THE PURPOSE OF THE ACT OF SEPTEMBER 1, 1954, IS TO BAR PAYMENT OF AN ANNUITY OR RETIRED PAY TO ANY PERSON CONVICTED OF COMMITTING AN ACT OR OFFENSE COMING WITHIN ITS PROVISIONS. 35 COMP. GEN. 302. SECTION 1, CLAUSE 2, OF THE ACT PROHIBITS SUCH PAYMENTS TO PERSONS CONVICTED OF ANY OFFENSE, WITH CERTAIN EXCEPTIONS, WHICH IS A FELONY UNDER THE LAWS OF THE UNITED STATES OR OF THE DISTRICT OF COLUMBIA, IF COMMITTED UNDER CIRCUMSTANCES INVOLVING OR RELATING TO THE EXERCISE OF HIS AUTHORITY, INFLUENCE, POWER OR PRIVILEGES AS AN OFFICER OR EMPLOYEE OF THE GOVERNMENT. IN 38 COMP. GEN. 310, IT WAS HELD THAT THE STATUTORY AND REGULATORY PROVISIONS INVOLVED CONTEMPLATE THAT THE ACCUSED HAVE AMPLE OPPORTUNITY TO HEAR AND ANSWER THE CHARGES RAISED AGAINST HIM, AN OPPORTUNITY ARISING IN CASES WHERE GUILTY PLEAS ARE ENTERED ONLY IF THE CHARGES AND SPECIFICATIONS SET FORTH CLEARLY AND CONCISELY AN OFFENSE CONTEMPLATED BY THE 1954 ACT. HOWEVER, ADMISSIONS ARE GENERALLY ADMISSIBLE AS ORIGINAL AND SUBSTANTIVE EVIDENCE OF THE TRUTH OF THE STATEMENTS MADE OR OF THE EXISTENCE OF ANY FACTS WHICH THEY HAVE A TENDENCY TO ESTABLISH AND THEIR ADMISSIBILITY IS NOT DEPENDENT ON ANY TENDENCY TO DISCREDIT THE PERSON BY WHOM THEY WERE MADE. THE NATURE OF THE ACTION OR PROCEEDINGS DOES NOT AFFECT THE ADMISSIBILITY OF SUCH ADMISSIONS. SEE 31 C.J.S., EVIDENCE, AT PAGES 1027 AND 1028. CLEARLY, WHERE THE RECORD INCLUDES AN ADMISSION VOLUNTARILY MADE BY THE ACCUSED ESTABLISHING THAT THE OFFENSE WAS COMMITTED IN THE EXERCISE OF HIS AUTHORITY, INFLUENCE, POWER OR PRIVILEGES AS AN OFFICER OR EMPLOYEE OF THE GOVERNMENT, THERE CAN BE NO QUESTION OF VIOLATION OF ANY RIGHT OF REPUTATION THE ACCUSED MAY HAVE. THEREFORE, SUCH EVIDENCE, FREELY GIVEN BY THE ACCUSED, EVEN THOUGH NOT APPEARING IN THE CHARGES AND SPECIFICATIONS, PROPERLY MAY BE CONSIDERED IN THE DETERMINATION WHETHER THE ACCUSED WAS CONVICTED OF AN OFFENSE WITHIN THE SCOPE OF THE 1954 ACT. CF. 38 COMP. GEN. 817, 819.

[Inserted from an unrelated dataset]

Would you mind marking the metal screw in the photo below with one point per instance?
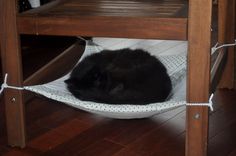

IT IS OUR VIEW THAT, IN A CASE WHERE NO EVIDENCE IS PRESENTED AT THE TRIAL BECAUSE A PLEA OF GUILTY IS MADE, BUT THE PAPERS OR DOCUMENTS SUBMITTED BY THE DEFENSE, IN ACCORDANCE WITH THE PRESENTENCING PROCEDURE PRESCRIBED IN PARAGRAPH 75 OF THE MANUAL FOR COURTS-MARTIAL, SHOW THAT THE FELONY (ADMITTED BY THE DEFENDANT) WAS COMMITTED IN THE EXERCISE OF SOME OFFICE OR AUTHORITY WITHIN THE MEANING OF THE 1954 ACT, SUCH EVIDENCE PROPERLY MAY BE CONSIDERED IN THE DETERMINATION THAT THE ACCUSED WAS CONVICTED OF AN OFFENSE WITHIN THE SCOPE OF SECTION 1, CLAUSE 2, OF THE 1954 ACT, IF CONSISTENT WITH THE CHARGES AND SPECIFICATIONS.

SINCE THE OFFENSES FOR WHICH THE MEMBER WAS CONVICTED ARE SHOWN BY THE STATEMENTS SUBMITTED BY HIM TO HAVE BEEN COMMITTED IN THE EXERCISE OF HIS "AUTHORITY, INFLUENCE, POWER, OR PRIVILEGES AS AN OFFICER OR EMPLOYEE, OF THE GOVERNMENT," WHICH STATEMENTS ARE CONSISTENT WITH THE CHARGES AND SPECIFICATIONS, HIS CASE COMES WITHIN THE PROHIBITION ON THE BASIS OF THE PRESENT RECORD. ACCORDINGLY, THE QUESTIONS PRESENTED ARE ANSWERED IN THE AFFIRMATIVE.

AS A MATTER OF INFORMATION, YOUR ATTENTION IS CALLED TO THE FACT THAT H. R. 4601, 86TH CONGRESS (A BILL TO LIMIT THE PROHIBITION IN THE ACT OF SEPTEMBER 1, 1954, AGAINST THE PAYMENT OF ANNUITIES AND RETIRED PAY, TO CASES INVOLVING THE NATIONAL SECURITY) WAS PASSED BY THE HOUSE OF REPRESENTATIVES ON APRIL 14, 1959, AND WAS FAVORABLY REPORTED TO THE SENATE, WITHOUT AMENDMENT, ON JUNE 10, 1960.